January 16, 200917 yr I am writing a estimating table and want to have an option to round "up" the total to the nearest dollar, ten dollars, hundred dollars etc. The problem is the round function rounds up or down depending on the cutoff, not always up. I know about the "ceiling" and "floor" functions but need to round 'Up' past the decimal point.I don't want the total to be $12,400 where the round function will make it $12,000. I want to go up to $13,000. Has anyone solved this before? Thanks in advance.
January 16, 200917 yr Author Well, I wrote different scripts to do different things. Example: round to nearest tens, hundreds, etc. The problem is I need it to round up everytime.
January 16, 200917 yr Ah, okay - you want a generic one. Try: Ceiling ( number * 10^precision ) * 10^-precision This works similar to the Round() function, with two parameters.
January 16, 200917 yr To round up to the nearest cent, use a precision of 2: Ceiling ( 1111.111 * 10^2 ) * 10^-2 returns 1111.12. To round up to the nearest hundred, use a precision of -2: Ceiling ( 1111.111 * 10^-2 ) * 10^2 returns 1200. To round up to the nearest thousand, use a precision of -3: Ceiling ( 1111.111 * 10^-3 ) * 10^3 returns 2000. And so on.
January 16, 200917 yr Hi Michael, Correct me if I am wrong here, but it doesnt seem consistant on both sides of the deciaml if the user puts in a precision that expands beyond the original number. Perhaps this slight modification will make it more consistent? Let ( [ e = Floor ( Log ( number ) ); p = Case ( precision < -1 * e; -e; precision ) ]; SetPrecision ( Ceiling ( number * 10^p ) * 10^-p ; p ) )
January 16, 200917 yr -4 will give you 10,000 +4 will give you 1111.111 Its not really a problem so much but I am not sure that it really should expand beyond the current precison of the highest placed digit.
January 16, 200917 yr -4 will give you 10,000 +4 will give you 1111.111 Aren't these results correct? Even 0.01 rounded up to the nearest 10,000 should return 10,000 IMHO.
January 16, 200917 yr Perhaps. Mathematically, you are of course correct, but I am not sure if that would translate well for end users. I was just seemed weird. lol.

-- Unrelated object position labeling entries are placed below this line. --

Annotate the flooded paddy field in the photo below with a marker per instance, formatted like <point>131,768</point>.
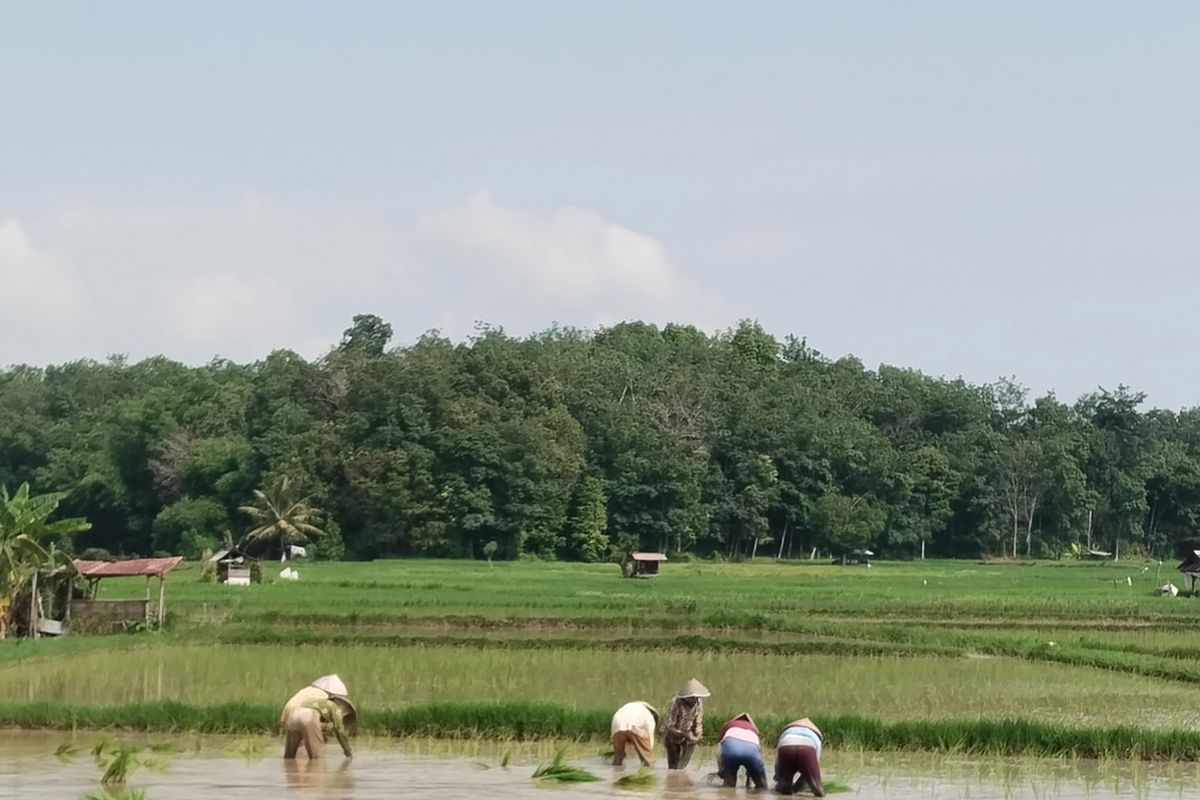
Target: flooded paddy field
<point>207,767</point>
<point>893,689</point>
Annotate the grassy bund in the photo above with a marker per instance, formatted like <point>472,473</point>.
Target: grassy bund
<point>1036,660</point>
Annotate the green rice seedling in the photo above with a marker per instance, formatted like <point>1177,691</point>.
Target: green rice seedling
<point>123,762</point>
<point>559,770</point>
<point>118,794</point>
<point>99,749</point>
<point>249,749</point>
<point>643,779</point>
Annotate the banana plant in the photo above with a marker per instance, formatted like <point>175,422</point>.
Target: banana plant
<point>28,540</point>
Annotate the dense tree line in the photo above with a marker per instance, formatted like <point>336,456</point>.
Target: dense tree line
<point>568,444</point>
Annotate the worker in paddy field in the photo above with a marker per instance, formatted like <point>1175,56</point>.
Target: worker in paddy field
<point>737,747</point>
<point>685,723</point>
<point>634,725</point>
<point>313,713</point>
<point>798,758</point>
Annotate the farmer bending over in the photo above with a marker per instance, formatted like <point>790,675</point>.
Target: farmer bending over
<point>313,713</point>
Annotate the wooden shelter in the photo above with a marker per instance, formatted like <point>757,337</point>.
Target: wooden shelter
<point>117,612</point>
<point>233,566</point>
<point>857,555</point>
<point>1191,567</point>
<point>646,564</point>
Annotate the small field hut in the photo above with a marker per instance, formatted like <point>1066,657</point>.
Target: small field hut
<point>647,564</point>
<point>233,566</point>
<point>103,615</point>
<point>1191,567</point>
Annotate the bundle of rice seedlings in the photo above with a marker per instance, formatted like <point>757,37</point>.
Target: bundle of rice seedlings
<point>642,779</point>
<point>559,770</point>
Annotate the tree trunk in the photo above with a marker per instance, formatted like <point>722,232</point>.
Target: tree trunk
<point>1029,535</point>
<point>33,608</point>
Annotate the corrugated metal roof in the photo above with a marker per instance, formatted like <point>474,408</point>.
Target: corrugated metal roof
<point>131,569</point>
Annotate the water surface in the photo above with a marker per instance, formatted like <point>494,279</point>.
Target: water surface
<point>453,770</point>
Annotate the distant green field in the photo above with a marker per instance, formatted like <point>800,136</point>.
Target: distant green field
<point>760,595</point>
<point>1085,645</point>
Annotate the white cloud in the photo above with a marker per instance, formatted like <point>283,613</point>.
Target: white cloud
<point>36,289</point>
<point>241,278</point>
<point>219,307</point>
<point>571,254</point>
<point>502,264</point>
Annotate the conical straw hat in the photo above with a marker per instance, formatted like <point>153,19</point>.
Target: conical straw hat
<point>331,684</point>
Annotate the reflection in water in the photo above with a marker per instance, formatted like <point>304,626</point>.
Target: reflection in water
<point>319,774</point>
<point>443,770</point>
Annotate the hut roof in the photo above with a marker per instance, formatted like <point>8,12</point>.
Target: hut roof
<point>229,554</point>
<point>1191,565</point>
<point>131,569</point>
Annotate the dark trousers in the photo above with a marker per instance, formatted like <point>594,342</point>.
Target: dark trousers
<point>679,753</point>
<point>795,767</point>
<point>735,753</point>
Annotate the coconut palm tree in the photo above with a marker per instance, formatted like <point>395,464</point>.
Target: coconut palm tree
<point>277,513</point>
<point>27,542</point>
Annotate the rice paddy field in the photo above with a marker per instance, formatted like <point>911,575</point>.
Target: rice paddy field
<point>971,660</point>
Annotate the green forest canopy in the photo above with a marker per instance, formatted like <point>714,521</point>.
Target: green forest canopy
<point>563,443</point>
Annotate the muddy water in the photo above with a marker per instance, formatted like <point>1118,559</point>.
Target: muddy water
<point>204,768</point>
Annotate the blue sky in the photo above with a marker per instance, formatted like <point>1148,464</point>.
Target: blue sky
<point>976,188</point>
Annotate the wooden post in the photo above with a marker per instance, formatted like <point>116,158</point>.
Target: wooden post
<point>162,595</point>
<point>33,608</point>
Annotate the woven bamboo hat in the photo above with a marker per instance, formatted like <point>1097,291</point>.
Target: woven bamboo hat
<point>331,684</point>
<point>694,689</point>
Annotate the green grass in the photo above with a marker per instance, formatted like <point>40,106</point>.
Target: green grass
<point>561,771</point>
<point>643,779</point>
<point>534,721</point>
<point>387,677</point>
<point>744,595</point>
<point>1065,645</point>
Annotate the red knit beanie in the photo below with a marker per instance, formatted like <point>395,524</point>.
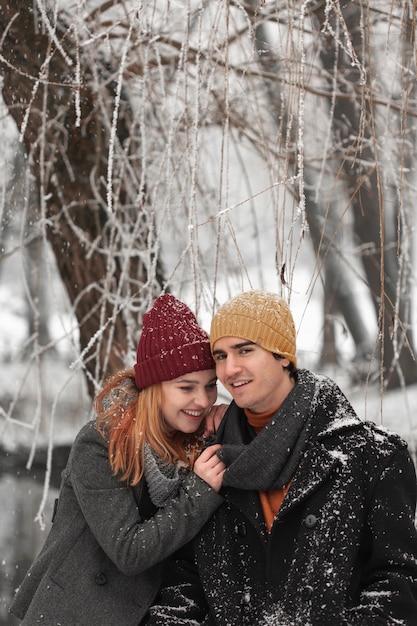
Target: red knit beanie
<point>171,344</point>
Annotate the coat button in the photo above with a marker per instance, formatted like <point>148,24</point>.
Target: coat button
<point>306,592</point>
<point>101,579</point>
<point>310,520</point>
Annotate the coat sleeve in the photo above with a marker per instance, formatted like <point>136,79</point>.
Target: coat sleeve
<point>389,582</point>
<point>111,511</point>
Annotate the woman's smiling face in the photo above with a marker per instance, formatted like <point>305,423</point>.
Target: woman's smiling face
<point>187,400</point>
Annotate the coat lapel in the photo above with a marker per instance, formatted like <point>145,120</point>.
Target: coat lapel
<point>315,467</point>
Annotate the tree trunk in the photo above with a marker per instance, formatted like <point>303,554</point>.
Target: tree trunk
<point>68,151</point>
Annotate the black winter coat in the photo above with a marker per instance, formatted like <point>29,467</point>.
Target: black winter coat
<point>103,560</point>
<point>343,548</point>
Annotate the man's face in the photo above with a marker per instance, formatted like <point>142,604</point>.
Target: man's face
<point>255,379</point>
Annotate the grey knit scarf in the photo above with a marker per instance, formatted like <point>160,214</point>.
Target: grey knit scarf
<point>271,458</point>
<point>163,478</point>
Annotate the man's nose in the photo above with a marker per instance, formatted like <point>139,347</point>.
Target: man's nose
<point>231,366</point>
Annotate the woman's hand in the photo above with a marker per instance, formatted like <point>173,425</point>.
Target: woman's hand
<point>214,418</point>
<point>209,467</point>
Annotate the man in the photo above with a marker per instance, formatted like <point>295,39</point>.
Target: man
<point>317,524</point>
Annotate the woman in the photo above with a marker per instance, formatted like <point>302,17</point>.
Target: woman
<point>137,486</point>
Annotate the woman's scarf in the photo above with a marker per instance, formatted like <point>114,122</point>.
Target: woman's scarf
<point>162,477</point>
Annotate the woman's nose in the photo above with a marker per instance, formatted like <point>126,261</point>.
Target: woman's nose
<point>202,399</point>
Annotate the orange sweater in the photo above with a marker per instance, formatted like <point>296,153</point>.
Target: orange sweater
<point>270,500</point>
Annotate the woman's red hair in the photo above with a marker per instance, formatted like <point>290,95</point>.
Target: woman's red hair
<point>127,418</point>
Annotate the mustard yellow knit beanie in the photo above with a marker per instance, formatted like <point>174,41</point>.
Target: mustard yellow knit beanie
<point>258,316</point>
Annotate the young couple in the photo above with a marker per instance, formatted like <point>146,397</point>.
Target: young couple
<point>300,513</point>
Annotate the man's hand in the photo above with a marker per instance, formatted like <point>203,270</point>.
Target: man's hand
<point>214,418</point>
<point>209,467</point>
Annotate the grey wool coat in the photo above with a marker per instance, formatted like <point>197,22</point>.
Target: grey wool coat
<point>343,548</point>
<point>103,560</point>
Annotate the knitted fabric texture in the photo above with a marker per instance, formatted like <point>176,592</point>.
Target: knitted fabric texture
<point>163,478</point>
<point>258,316</point>
<point>171,345</point>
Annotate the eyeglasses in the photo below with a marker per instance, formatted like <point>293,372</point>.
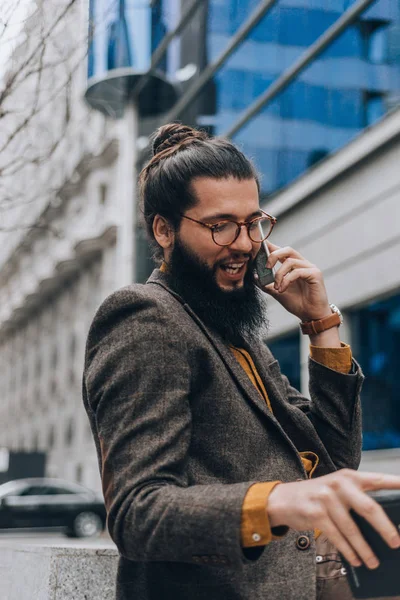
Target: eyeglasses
<point>227,232</point>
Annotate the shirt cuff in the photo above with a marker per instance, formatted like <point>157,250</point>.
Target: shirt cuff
<point>255,527</point>
<point>337,359</point>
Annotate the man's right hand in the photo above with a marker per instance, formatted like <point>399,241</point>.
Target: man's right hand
<point>325,502</point>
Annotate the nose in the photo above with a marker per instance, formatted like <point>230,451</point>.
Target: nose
<point>243,243</point>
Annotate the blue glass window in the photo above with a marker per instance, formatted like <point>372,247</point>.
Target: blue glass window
<point>374,107</point>
<point>376,344</point>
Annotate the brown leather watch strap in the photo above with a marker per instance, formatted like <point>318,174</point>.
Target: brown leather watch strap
<point>320,325</point>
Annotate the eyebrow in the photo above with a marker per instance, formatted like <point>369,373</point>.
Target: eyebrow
<point>223,216</point>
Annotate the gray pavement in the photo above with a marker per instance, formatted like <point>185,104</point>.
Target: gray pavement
<point>46,538</point>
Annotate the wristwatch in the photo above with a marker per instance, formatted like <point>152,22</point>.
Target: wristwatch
<point>320,325</point>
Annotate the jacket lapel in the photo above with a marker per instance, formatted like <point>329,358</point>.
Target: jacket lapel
<point>223,350</point>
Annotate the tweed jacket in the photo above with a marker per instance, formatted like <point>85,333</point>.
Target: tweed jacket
<point>182,433</point>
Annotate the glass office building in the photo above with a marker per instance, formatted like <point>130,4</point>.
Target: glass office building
<point>291,82</point>
<point>340,91</point>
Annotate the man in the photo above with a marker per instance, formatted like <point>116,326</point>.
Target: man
<point>217,474</point>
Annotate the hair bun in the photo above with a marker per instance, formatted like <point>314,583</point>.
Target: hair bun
<point>172,134</point>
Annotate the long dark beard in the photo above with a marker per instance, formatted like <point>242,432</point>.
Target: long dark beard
<point>237,315</point>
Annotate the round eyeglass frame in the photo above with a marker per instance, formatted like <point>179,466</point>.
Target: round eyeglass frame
<point>213,226</point>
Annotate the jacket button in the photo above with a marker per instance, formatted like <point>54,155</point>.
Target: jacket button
<point>303,542</point>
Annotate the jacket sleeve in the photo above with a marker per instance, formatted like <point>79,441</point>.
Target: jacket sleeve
<point>136,392</point>
<point>334,409</point>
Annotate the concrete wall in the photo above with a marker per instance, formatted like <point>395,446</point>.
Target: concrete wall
<point>344,216</point>
<point>349,226</point>
<point>57,573</point>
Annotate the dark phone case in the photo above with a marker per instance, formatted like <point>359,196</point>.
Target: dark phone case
<point>265,276</point>
<point>385,580</point>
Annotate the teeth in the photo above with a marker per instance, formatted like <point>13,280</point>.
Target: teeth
<point>232,268</point>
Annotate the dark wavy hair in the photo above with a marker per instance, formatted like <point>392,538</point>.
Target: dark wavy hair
<point>181,154</point>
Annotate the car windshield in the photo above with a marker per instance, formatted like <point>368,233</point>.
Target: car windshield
<point>10,487</point>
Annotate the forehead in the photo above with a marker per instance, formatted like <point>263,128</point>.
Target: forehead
<point>229,196</point>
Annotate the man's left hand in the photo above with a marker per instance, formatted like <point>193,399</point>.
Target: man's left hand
<point>299,284</point>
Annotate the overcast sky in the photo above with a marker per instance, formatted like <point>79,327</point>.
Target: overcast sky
<point>14,13</point>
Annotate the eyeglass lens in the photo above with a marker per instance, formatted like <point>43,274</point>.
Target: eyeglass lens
<point>226,232</point>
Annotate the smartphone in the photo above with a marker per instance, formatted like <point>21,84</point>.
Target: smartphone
<point>265,275</point>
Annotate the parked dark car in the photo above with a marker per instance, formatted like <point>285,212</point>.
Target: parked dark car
<point>51,503</point>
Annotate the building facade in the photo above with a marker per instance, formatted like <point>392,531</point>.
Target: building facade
<point>321,125</point>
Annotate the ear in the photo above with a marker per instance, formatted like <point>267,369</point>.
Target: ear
<point>163,232</point>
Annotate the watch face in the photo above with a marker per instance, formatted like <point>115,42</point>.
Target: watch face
<point>335,309</point>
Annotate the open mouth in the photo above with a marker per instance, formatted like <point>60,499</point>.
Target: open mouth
<point>234,269</point>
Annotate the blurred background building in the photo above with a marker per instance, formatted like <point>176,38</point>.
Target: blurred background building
<point>310,89</point>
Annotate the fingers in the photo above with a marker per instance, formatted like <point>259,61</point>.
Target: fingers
<point>287,267</point>
<point>376,481</point>
<point>350,488</point>
<point>341,543</point>
<point>309,274</point>
<point>351,542</point>
<point>281,254</point>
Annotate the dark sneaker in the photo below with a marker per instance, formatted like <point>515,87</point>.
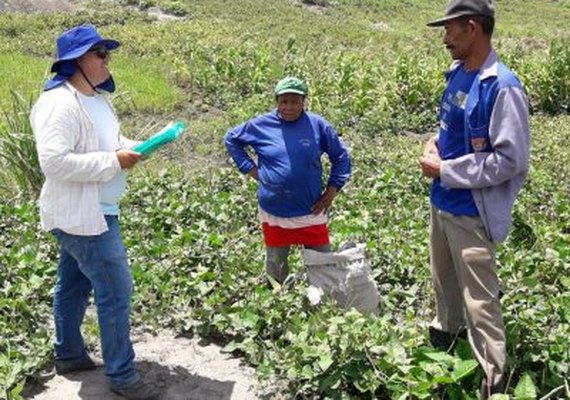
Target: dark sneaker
<point>445,341</point>
<point>489,390</point>
<point>85,364</point>
<point>140,390</point>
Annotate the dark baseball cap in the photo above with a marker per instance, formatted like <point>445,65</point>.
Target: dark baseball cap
<point>463,8</point>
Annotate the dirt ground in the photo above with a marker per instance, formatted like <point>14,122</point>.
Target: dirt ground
<point>182,368</point>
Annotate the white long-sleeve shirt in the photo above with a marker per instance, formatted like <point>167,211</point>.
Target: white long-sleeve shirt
<point>73,165</point>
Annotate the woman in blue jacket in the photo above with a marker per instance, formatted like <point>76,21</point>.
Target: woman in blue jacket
<point>289,143</point>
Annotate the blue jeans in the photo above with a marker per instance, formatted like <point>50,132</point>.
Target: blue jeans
<point>100,263</point>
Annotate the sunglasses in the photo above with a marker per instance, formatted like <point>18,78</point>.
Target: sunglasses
<point>100,52</point>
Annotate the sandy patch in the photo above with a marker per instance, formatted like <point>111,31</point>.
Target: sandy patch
<point>183,369</point>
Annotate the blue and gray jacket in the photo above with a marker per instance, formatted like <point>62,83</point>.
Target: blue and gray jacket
<point>497,141</point>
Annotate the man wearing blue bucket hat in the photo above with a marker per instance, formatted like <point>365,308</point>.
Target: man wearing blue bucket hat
<point>83,157</point>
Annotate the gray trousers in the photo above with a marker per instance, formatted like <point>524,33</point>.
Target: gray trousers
<point>276,264</point>
<point>467,287</point>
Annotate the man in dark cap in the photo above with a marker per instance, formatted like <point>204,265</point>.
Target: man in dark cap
<point>83,157</point>
<point>478,162</point>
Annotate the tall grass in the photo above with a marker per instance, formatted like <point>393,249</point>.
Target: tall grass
<point>17,147</point>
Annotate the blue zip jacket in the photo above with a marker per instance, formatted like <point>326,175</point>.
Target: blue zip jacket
<point>497,142</point>
<point>289,160</point>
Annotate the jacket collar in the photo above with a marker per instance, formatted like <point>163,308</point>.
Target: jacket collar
<point>488,70</point>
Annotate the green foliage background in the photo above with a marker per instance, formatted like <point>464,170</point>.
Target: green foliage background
<point>189,220</point>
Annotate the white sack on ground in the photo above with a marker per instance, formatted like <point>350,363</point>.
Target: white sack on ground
<point>345,276</point>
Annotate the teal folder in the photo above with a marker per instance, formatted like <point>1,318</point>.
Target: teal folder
<point>168,134</point>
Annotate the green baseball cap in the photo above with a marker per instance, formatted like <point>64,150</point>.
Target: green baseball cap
<point>291,84</point>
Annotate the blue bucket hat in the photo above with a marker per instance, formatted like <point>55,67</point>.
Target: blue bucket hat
<point>71,45</point>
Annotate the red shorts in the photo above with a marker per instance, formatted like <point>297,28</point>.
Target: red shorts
<point>315,235</point>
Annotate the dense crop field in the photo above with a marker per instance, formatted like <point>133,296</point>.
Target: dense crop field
<point>190,221</point>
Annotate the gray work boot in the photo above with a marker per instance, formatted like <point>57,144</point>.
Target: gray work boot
<point>489,390</point>
<point>140,390</point>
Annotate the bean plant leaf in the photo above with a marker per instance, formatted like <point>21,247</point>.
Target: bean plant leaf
<point>464,368</point>
<point>525,390</point>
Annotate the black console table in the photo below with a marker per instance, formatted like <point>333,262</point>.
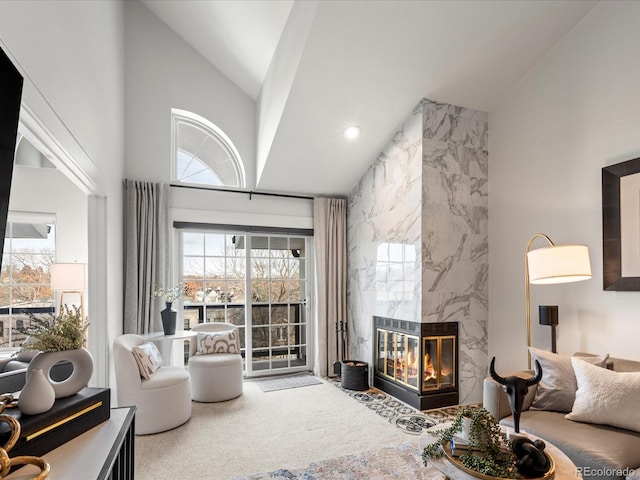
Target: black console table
<point>106,452</point>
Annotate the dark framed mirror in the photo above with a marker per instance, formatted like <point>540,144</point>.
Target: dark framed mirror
<point>621,226</point>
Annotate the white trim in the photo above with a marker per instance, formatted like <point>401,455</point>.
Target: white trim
<point>37,134</point>
<point>16,216</point>
<point>98,307</point>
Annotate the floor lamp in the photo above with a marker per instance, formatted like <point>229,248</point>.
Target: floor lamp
<point>69,278</point>
<point>552,264</point>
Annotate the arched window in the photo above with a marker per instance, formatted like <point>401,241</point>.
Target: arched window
<point>203,154</point>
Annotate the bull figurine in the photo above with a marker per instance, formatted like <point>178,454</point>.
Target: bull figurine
<point>516,389</point>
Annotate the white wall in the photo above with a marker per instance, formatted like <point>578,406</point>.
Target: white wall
<point>574,113</point>
<point>63,199</point>
<point>72,56</point>
<point>163,72</point>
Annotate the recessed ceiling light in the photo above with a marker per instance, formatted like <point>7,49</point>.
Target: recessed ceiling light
<point>352,132</point>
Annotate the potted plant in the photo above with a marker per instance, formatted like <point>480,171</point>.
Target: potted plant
<point>169,295</point>
<point>486,454</point>
<point>58,338</point>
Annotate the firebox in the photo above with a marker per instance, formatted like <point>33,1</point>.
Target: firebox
<point>417,362</point>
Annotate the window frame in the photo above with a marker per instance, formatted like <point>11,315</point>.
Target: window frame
<point>183,116</point>
<point>10,312</point>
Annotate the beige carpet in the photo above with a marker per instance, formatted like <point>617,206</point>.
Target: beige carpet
<point>264,431</point>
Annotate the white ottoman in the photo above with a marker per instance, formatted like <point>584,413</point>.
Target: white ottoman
<point>215,378</point>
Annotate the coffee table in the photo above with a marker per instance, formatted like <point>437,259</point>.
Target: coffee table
<point>565,468</point>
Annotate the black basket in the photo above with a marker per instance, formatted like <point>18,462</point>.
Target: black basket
<point>355,375</point>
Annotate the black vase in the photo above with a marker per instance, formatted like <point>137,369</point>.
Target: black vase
<point>169,316</point>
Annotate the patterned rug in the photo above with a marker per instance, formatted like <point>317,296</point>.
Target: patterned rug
<point>399,414</point>
<point>287,381</point>
<point>386,463</point>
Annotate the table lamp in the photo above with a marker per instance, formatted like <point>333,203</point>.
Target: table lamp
<point>69,278</point>
<point>552,264</point>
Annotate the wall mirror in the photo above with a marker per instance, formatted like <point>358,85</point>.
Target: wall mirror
<point>621,226</point>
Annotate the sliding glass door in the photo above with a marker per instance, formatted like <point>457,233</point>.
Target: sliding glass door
<point>259,282</point>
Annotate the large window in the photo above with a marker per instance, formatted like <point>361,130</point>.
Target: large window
<point>257,282</point>
<point>25,281</point>
<point>203,154</point>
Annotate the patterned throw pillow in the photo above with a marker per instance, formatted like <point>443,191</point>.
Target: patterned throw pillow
<point>148,359</point>
<point>557,389</point>
<point>606,397</point>
<point>217,342</point>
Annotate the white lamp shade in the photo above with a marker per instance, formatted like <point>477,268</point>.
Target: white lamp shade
<point>68,277</point>
<point>559,264</point>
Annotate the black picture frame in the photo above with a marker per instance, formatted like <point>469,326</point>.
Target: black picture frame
<point>612,279</point>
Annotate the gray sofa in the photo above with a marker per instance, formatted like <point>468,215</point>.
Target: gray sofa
<point>599,451</point>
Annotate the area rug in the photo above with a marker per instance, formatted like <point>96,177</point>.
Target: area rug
<point>286,381</point>
<point>399,414</point>
<point>386,463</point>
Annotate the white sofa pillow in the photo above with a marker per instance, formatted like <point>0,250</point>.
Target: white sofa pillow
<point>217,342</point>
<point>148,359</point>
<point>606,397</point>
<point>557,389</point>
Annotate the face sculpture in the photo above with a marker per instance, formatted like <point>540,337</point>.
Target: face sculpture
<point>516,389</point>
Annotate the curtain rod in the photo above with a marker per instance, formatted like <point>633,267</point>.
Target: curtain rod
<point>250,192</point>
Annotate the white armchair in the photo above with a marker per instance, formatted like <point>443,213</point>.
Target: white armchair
<point>163,402</point>
<point>216,376</point>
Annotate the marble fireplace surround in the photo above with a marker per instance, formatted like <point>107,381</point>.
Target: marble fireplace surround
<point>417,235</point>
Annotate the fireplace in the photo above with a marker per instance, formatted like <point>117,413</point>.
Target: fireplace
<point>417,362</point>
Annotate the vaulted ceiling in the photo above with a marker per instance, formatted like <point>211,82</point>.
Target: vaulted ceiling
<point>315,67</point>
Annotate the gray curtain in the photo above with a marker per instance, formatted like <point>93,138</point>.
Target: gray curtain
<point>330,241</point>
<point>146,233</point>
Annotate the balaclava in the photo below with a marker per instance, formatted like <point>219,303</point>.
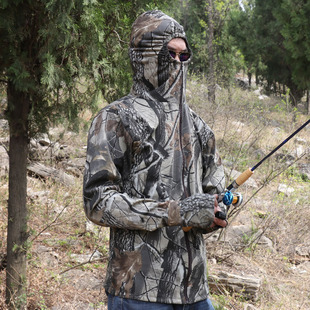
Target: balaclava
<point>156,74</point>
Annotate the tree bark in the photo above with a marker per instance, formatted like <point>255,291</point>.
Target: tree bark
<point>211,77</point>
<point>308,102</point>
<point>17,235</point>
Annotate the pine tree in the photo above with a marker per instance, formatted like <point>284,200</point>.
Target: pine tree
<point>56,57</point>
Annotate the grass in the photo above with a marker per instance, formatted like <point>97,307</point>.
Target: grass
<point>246,129</point>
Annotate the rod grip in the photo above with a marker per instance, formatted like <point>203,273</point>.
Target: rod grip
<point>244,176</point>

January 16, 200917 yr Perhaps it seems weird to you because you are looking at the way the numbers are written, instead of their underlying values? I think of rounding as dividing the continuum of values into discrete ranges; anything within a range is converted to a boundary value. Certainly, in some circumstances it makes sense to round to the nearest order of magnitude - but then there should be no need for a precision parameter, I think.